With multiple number systems in common use amongst hackers, it is not always immediately clear what number system is being used. The presence of letters is a pretty good indication that the number is in hex, but the number 14 could very well mean fourteen (decimal) or twenty (hex). To clear up confusion, hexadecimal numbers are commonly preceeded with the symbol 0x. The 0x symbol does not have a mathematical value or meaning; it simply indicates that the number proceeding it is written in hex. The number 0x21, for example, is thirty-three, not twenty-one.

Use of the Systems

It may not be immediately obvious why it is important to know the binary and hexidecimal systems, but a bit of knowledge of the workings of computers should clear things up. All information in the memory of a computer is stored by electrical switches which are either on or off. There are no in-between values; the only states are on and off. The binary digits 0 and 1 can represent off and on, respectively. Therefore each on-or-off switch in memory is represented by one binary digit, or bit. Of course, a one-digit binary number does not allow for the storage of large quantities, so bits are divided into groups of eight known as bytes. Note that this means that a byte can store any value from 00000000 to 11111111 (decimal 0 and 255 respectively). To represent values 256 and larger, computers simply group bytes together. For instance, the number 600 requires two bytes, as such: 00000010 01011000. To verify this more easily, rather than taking the 1 in the first byte to mean one five-hundred-and-twelve, simply determine the value of each byte independently, multiply the value of the higher byte by 256, and add - note that this works as since 10 * 100000000 = 1000000000. Using our example (and writing in decimal for convenience), we have that the combination of the bytes 00000010 01011000 has a value of 256(2) + (64 + 16 + 8) = 600. It should be noted that whether the byte of the higher value (known as the high byte) does not always come before the lower byte: this is the concept of endianness, and it varies from platform to platform.

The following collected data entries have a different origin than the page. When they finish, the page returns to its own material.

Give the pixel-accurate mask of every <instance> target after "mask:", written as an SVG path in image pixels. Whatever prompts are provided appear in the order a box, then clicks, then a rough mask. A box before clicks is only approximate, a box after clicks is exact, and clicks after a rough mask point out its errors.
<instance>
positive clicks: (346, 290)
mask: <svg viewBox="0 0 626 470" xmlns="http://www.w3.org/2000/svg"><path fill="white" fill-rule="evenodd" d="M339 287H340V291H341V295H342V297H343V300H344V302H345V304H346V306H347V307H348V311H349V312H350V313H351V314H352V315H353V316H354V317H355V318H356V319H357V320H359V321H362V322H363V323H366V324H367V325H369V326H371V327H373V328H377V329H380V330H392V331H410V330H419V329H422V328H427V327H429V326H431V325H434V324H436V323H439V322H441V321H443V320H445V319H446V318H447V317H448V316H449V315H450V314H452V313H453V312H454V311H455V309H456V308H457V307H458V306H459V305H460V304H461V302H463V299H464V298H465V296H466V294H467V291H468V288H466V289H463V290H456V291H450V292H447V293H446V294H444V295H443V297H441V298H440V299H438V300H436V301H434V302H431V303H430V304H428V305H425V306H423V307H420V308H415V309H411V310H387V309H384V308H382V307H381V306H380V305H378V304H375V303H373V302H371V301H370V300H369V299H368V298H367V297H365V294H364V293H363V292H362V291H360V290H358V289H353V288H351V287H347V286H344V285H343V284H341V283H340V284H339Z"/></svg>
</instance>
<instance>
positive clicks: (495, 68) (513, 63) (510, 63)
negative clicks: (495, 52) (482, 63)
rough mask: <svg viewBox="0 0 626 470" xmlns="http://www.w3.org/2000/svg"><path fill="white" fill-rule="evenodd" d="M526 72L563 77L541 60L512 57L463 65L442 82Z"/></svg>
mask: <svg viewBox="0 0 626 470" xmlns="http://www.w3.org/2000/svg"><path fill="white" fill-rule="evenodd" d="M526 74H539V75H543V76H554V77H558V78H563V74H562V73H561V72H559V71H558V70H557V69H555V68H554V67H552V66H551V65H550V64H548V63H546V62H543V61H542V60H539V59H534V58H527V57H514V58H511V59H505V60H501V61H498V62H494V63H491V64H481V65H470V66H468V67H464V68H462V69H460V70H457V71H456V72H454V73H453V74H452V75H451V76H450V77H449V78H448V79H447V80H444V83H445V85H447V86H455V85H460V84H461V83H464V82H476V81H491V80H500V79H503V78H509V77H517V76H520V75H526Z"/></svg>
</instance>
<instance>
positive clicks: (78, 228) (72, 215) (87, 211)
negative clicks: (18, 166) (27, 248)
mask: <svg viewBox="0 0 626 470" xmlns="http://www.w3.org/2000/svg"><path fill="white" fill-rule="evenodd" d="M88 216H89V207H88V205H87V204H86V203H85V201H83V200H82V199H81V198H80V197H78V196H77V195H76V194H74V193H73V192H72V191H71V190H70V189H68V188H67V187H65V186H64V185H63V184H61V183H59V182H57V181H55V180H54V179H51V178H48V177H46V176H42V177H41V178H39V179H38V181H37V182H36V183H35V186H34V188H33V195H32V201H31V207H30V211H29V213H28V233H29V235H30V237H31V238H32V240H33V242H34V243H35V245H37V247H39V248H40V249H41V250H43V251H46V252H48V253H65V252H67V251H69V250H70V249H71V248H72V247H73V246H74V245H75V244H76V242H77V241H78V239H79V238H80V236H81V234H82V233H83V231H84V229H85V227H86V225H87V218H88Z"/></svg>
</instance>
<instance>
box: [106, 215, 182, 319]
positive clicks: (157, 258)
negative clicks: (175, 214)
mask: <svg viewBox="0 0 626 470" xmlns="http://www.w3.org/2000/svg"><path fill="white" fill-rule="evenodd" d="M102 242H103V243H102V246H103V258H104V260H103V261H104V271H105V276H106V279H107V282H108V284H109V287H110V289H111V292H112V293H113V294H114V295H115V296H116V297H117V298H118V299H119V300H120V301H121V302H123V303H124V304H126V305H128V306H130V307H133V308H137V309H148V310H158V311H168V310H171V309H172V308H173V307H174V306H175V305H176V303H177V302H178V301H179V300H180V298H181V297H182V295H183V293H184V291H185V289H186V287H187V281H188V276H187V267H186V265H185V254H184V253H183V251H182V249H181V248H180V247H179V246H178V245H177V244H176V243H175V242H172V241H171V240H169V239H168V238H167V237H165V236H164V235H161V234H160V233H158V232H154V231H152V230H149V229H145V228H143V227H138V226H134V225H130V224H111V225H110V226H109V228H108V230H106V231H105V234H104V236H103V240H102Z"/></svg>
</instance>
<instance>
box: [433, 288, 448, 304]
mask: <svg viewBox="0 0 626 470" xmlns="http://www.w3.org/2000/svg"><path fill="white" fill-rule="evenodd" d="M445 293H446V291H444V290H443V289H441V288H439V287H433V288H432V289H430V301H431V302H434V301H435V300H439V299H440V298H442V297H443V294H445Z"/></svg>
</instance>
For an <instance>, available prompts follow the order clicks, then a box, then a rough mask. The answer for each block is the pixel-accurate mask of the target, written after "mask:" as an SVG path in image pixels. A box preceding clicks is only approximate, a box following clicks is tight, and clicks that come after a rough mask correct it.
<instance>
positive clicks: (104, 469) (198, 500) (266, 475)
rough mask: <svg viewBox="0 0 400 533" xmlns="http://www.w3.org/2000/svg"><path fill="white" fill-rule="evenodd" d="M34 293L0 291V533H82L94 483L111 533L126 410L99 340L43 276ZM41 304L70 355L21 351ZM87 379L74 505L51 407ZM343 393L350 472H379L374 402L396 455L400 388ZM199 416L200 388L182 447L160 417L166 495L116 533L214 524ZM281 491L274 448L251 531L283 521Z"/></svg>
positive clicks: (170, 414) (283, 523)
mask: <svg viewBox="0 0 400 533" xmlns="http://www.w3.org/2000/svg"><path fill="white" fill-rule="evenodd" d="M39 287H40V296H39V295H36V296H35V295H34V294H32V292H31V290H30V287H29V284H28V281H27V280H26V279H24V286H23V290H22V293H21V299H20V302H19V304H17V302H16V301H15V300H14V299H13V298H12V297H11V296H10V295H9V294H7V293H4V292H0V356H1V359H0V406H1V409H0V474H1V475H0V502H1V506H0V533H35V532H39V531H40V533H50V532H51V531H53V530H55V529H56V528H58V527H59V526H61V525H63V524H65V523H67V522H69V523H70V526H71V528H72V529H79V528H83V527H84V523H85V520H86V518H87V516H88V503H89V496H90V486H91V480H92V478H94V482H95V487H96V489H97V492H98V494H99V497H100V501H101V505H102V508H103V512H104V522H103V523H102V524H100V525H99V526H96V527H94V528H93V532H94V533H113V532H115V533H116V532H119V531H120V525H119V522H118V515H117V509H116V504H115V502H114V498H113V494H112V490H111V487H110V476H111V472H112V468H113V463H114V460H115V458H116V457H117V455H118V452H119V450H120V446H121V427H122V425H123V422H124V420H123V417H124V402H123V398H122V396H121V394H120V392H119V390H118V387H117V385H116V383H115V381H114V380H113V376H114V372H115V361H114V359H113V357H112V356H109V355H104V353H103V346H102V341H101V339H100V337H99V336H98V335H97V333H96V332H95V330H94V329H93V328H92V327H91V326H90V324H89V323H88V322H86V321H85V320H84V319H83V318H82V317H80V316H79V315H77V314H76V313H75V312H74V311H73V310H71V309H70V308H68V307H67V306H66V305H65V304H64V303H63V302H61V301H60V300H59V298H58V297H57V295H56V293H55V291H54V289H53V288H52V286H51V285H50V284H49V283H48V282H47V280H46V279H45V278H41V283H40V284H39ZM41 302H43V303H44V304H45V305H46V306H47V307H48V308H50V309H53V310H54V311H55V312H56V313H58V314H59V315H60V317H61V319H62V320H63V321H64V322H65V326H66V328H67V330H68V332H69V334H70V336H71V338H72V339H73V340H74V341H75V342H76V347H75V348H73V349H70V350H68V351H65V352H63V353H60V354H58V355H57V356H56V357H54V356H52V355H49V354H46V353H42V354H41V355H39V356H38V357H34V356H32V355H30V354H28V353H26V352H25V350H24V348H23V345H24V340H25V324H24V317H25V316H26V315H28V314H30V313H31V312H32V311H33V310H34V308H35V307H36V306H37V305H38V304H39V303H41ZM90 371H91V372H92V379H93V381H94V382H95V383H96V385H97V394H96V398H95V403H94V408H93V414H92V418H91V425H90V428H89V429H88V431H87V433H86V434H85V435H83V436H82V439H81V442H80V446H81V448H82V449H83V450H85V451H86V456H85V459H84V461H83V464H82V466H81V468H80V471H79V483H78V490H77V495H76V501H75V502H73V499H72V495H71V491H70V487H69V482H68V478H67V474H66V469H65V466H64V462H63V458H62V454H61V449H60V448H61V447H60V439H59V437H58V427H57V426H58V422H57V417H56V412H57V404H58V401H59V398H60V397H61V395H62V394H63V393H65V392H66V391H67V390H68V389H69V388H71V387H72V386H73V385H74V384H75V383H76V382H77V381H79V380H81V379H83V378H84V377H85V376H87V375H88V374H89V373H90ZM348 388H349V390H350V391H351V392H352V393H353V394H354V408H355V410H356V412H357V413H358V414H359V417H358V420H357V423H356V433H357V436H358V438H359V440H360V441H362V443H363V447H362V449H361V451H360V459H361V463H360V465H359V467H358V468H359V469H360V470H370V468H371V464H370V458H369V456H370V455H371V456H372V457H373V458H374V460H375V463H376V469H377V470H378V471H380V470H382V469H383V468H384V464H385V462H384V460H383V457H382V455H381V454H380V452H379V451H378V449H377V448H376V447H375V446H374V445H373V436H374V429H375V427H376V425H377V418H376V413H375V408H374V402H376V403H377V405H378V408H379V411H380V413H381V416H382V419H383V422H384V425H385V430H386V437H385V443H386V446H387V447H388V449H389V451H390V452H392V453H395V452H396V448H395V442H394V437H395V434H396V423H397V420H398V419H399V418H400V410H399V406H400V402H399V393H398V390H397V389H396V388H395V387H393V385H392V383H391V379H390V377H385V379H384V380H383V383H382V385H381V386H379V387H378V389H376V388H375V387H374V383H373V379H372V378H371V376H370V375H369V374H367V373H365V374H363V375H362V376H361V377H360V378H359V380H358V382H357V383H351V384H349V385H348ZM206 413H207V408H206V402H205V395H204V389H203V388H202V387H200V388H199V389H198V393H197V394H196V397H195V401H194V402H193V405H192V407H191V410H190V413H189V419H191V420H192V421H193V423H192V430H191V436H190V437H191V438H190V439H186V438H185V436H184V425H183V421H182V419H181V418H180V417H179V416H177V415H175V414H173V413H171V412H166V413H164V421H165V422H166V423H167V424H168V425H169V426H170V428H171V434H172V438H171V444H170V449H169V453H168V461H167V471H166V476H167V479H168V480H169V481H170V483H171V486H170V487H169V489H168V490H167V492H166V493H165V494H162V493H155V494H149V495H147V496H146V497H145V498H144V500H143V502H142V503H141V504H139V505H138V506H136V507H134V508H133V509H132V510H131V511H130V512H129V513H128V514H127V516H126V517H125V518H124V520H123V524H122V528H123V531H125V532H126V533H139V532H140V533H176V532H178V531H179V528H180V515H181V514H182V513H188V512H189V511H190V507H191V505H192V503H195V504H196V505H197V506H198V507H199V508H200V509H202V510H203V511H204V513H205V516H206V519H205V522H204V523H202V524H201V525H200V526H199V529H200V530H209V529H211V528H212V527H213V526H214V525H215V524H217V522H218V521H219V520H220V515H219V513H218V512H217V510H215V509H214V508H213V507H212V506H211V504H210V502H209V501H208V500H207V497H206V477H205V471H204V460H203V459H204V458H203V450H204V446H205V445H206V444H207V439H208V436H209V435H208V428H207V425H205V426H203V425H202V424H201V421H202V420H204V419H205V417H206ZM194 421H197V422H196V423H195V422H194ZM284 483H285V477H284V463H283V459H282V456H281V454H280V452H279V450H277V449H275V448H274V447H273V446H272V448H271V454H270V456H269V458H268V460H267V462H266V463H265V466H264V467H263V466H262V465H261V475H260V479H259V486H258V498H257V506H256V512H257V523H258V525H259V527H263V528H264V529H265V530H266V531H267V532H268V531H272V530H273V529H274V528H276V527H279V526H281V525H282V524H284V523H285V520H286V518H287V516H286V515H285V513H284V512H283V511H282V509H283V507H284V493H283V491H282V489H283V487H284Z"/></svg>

The use of hexidecimal in computer science is not so much a necessity as a great convenience. There are two important observations to be made about hexadecimal. Note first that any byte can be written as a two-digit hexadecimal number, from the smallest (0x00, 0 in decimal) to the largest (0xFF, 255 in decimal). The previous two-byte value 600 is written in hex as 02 58. For the second convenience of hexadecimal, pay close attention to the following observation: 0x58 = 01011000, 0101 = 0x5, and 1000 = 0x8. This applies to all bytes: the high hex digit represents the four highest bits; the low hex digit represents the four lowest bits. A group of four bits is known as a nybble. With this in mind, it is easy to mentally convert from binary to hex and vice versa. For example, observing 11010111, 1101 = 0xD and 0111 = 0x7, so 11010111 = 0xD7. Calculations between these systems and decimal, when not easily computed mentally, can be performed by many calculators, including the calculator calc.exe included with most versions of Microsoft Windows.

This article is unfinished and in progress.